It was about seven or eight weeks after my landing,—rather more, I
think, though I had not troubled to keep account of the time,—when this
catastrophe occurred. It happened in the early morning—I should think
about six. I had risen and breakfasted early, having been aroused by
the noise of three Beast Men carrying wood into the enclosure.
After breakfast I went to the open gateway of the enclosure, and stood
there smoking a cigarette and enjoying the freshness of the early
morning. Moreau presently came round the corner of the enclosure and
greeted me. He passed by me, and I heard him behind me unlock and enter
his laboratory. So indurated was I at that time to the abomination of
the place, that I heard without a touch of emotion the puma victim
begin another day of torture. It met its persecutor with a shriek,
almost exactly like that of an angry virago.
Then suddenly something happened,—I do not know what, to this day. I
heard a short, sharp cry behind me, a fall, and turning saw an awful
face rushing upon me,—not human, not animal, but hellish, brown, seamed
with red branching scars, red drops starting out upon it, and the
lidless eyes ablaze. I threw up my arm to defend myself from the blow
that flung me headlong with a broken forearm; and the great monster,
swathed in lint and with red-stained bandages fluttering about it,
leapt over me and passed.

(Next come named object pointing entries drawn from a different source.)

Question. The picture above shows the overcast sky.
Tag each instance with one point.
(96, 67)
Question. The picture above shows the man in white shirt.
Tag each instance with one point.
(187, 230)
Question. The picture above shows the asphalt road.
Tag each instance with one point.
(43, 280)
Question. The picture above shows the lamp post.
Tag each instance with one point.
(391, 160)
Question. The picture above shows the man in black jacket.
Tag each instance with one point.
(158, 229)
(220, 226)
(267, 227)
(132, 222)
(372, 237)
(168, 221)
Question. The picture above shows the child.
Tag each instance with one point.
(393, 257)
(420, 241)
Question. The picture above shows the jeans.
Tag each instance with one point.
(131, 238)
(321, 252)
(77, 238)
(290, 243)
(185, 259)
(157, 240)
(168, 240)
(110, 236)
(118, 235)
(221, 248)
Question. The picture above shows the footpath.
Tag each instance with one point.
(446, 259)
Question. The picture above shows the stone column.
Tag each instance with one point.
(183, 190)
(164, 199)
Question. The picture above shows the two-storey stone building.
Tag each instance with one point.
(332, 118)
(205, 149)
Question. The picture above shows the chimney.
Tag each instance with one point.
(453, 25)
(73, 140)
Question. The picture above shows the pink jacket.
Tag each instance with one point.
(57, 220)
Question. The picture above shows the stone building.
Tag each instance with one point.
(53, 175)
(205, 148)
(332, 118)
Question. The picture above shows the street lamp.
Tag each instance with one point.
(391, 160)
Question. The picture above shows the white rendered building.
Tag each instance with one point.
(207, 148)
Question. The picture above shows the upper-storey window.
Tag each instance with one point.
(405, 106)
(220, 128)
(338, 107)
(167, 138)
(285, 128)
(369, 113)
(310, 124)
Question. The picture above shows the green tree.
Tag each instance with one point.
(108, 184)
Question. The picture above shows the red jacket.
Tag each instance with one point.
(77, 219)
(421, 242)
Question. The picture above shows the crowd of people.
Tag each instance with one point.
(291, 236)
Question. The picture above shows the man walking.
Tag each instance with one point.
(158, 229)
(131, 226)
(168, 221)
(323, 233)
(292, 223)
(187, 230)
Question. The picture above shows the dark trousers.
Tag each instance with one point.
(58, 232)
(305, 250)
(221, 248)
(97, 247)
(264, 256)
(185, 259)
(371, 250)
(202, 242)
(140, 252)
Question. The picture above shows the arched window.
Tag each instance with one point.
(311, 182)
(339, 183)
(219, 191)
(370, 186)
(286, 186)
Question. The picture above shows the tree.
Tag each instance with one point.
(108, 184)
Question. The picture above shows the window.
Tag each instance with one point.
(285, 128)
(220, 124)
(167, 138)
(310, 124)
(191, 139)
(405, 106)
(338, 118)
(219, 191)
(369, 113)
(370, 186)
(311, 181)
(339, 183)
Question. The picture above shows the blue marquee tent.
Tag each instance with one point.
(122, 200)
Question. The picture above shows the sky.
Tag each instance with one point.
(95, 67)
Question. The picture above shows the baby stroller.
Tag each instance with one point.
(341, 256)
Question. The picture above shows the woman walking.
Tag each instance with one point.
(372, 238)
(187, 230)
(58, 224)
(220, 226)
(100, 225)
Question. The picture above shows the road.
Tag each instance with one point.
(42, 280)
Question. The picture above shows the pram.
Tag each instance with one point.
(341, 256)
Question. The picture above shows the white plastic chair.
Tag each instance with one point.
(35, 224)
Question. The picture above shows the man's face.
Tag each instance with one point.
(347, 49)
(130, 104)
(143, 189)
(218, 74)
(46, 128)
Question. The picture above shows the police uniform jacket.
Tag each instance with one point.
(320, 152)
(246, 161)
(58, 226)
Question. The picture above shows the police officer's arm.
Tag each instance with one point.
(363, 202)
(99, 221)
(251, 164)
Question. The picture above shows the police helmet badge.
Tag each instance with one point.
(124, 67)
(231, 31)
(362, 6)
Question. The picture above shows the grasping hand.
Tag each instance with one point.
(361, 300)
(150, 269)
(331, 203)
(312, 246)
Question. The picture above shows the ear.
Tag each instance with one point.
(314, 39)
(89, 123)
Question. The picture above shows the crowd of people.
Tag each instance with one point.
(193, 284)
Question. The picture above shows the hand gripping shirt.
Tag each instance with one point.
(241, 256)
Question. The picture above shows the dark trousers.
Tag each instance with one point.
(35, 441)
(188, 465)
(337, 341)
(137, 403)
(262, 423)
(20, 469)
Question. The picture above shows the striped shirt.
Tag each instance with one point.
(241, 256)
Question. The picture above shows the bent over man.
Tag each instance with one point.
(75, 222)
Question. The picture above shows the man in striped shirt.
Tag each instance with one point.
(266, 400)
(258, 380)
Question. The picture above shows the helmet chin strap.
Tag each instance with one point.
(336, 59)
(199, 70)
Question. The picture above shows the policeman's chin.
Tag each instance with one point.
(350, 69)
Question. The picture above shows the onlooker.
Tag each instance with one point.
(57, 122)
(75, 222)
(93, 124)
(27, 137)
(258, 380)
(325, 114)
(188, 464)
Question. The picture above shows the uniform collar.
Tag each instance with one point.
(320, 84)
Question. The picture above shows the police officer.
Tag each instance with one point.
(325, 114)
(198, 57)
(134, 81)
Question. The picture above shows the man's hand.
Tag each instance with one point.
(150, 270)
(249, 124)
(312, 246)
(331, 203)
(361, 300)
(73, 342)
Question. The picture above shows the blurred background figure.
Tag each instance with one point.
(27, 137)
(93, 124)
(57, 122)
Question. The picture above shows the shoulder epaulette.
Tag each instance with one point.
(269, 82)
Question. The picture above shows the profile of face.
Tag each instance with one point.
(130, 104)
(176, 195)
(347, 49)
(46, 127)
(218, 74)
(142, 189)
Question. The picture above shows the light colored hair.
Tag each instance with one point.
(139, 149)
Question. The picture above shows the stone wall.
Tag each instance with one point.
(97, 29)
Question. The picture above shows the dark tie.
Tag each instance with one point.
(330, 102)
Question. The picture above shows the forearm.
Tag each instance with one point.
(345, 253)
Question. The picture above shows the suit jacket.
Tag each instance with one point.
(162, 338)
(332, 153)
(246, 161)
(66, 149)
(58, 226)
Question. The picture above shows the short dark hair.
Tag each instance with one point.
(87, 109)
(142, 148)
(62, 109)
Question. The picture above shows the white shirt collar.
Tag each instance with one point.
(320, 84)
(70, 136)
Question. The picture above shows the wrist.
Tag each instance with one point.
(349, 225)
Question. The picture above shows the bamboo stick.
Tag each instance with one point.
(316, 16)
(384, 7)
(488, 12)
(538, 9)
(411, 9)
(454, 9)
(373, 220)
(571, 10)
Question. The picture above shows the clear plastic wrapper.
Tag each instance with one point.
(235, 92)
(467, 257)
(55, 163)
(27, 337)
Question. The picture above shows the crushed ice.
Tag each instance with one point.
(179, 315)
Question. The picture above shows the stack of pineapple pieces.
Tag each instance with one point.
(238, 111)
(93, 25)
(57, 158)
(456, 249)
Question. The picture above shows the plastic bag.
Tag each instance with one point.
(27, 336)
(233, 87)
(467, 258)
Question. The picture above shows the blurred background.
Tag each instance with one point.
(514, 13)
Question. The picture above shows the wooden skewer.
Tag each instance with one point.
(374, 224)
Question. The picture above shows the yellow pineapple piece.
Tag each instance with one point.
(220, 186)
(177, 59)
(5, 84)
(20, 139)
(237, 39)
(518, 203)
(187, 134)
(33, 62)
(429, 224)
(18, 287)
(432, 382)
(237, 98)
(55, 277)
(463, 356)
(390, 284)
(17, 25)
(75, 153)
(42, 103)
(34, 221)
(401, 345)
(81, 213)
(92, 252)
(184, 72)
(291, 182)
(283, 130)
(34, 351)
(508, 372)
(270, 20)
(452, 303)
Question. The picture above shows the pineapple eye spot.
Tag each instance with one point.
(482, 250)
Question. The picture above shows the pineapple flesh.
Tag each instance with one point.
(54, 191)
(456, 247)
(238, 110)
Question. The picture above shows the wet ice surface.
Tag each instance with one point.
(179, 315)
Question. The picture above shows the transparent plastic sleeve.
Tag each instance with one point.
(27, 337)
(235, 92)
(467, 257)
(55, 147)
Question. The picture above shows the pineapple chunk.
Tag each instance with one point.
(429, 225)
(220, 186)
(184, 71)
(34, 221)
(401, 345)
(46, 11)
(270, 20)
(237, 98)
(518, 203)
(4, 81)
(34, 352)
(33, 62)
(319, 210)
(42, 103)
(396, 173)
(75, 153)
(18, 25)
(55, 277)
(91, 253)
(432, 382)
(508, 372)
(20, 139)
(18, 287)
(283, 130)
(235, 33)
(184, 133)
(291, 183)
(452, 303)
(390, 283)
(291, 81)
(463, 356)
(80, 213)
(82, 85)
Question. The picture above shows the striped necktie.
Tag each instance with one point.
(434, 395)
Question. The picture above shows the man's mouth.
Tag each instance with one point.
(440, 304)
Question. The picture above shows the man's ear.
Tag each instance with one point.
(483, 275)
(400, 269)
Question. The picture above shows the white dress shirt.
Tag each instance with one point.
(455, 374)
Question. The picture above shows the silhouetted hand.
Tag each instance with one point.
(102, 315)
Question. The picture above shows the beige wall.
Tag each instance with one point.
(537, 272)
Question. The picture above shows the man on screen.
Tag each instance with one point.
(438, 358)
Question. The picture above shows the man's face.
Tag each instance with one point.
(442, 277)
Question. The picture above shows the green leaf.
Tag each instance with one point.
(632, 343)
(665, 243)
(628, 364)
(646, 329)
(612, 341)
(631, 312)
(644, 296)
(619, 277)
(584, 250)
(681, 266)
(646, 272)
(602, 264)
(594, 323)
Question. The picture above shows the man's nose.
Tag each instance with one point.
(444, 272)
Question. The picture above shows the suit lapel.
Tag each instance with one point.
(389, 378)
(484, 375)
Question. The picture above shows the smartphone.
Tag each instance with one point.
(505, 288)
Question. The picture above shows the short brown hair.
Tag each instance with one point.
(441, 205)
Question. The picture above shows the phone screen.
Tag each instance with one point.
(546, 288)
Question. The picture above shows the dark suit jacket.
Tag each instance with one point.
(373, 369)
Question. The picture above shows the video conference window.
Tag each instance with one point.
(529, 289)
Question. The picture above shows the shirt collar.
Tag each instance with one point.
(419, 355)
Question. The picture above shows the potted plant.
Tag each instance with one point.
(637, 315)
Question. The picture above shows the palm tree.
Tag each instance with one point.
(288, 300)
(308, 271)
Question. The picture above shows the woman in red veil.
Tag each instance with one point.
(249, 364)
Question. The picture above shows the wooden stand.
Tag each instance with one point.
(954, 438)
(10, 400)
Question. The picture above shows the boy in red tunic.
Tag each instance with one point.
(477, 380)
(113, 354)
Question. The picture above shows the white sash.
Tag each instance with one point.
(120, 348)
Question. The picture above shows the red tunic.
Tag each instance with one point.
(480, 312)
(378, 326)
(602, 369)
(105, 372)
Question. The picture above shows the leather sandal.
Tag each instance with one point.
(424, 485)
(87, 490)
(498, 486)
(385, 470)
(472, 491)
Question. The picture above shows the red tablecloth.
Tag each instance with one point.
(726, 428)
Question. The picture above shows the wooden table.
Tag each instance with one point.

I rolled over and over down the beach, tried
to sit up, and collapsed upon my broken arm. Then Moreau appeared, his
massive white face all the more terrible for the blood that trickled
from his forehead. He carried a revolver in one hand. He scarcely
glanced at me, but rushed off at once in pursuit of the puma.
I tried the other arm and sat up. The muffled figure in front ran in
great striding leaps along the beach, and Moreau followed her. She
turned her head and saw him, then doubling abruptly made for the
bushes. She gained upon him at every stride. I saw her plunge into
them, and Moreau, running slantingly to intercept her, fired and missed
as she disappeared. Then he too vanished in the green confusion. I
stared after them, and then the pain in my arm flamed up, and with a
groan I staggered to my feet. Montgomery appeared in the doorway,
dressed, and with his revolver in his hand.
“Great God, Prendick!” he said, not noticing that I was hurt, “that
brutes loose! Tore the fetter out of the wall! Have you seen them?”
Then sharply, seeing I gripped my arm, “Whats the matter?”
“I was standing in the doorway,” said I.
He came forward and took my arm. “Blood on the sleeve,” said he, and
rolled back the flannel. He pocketed his weapon, felt my arm about
painfully, and led me inside. “Your arm is broken,” he said, and then,
“Tell me exactly how it happened—what happened?”
I told him what I had seen; told him in broken sentences, with gasps of
pain between them, and very dexterously and swiftly he bound my arm
meanwhile. He slung it from my shoulder, stood back and looked at me.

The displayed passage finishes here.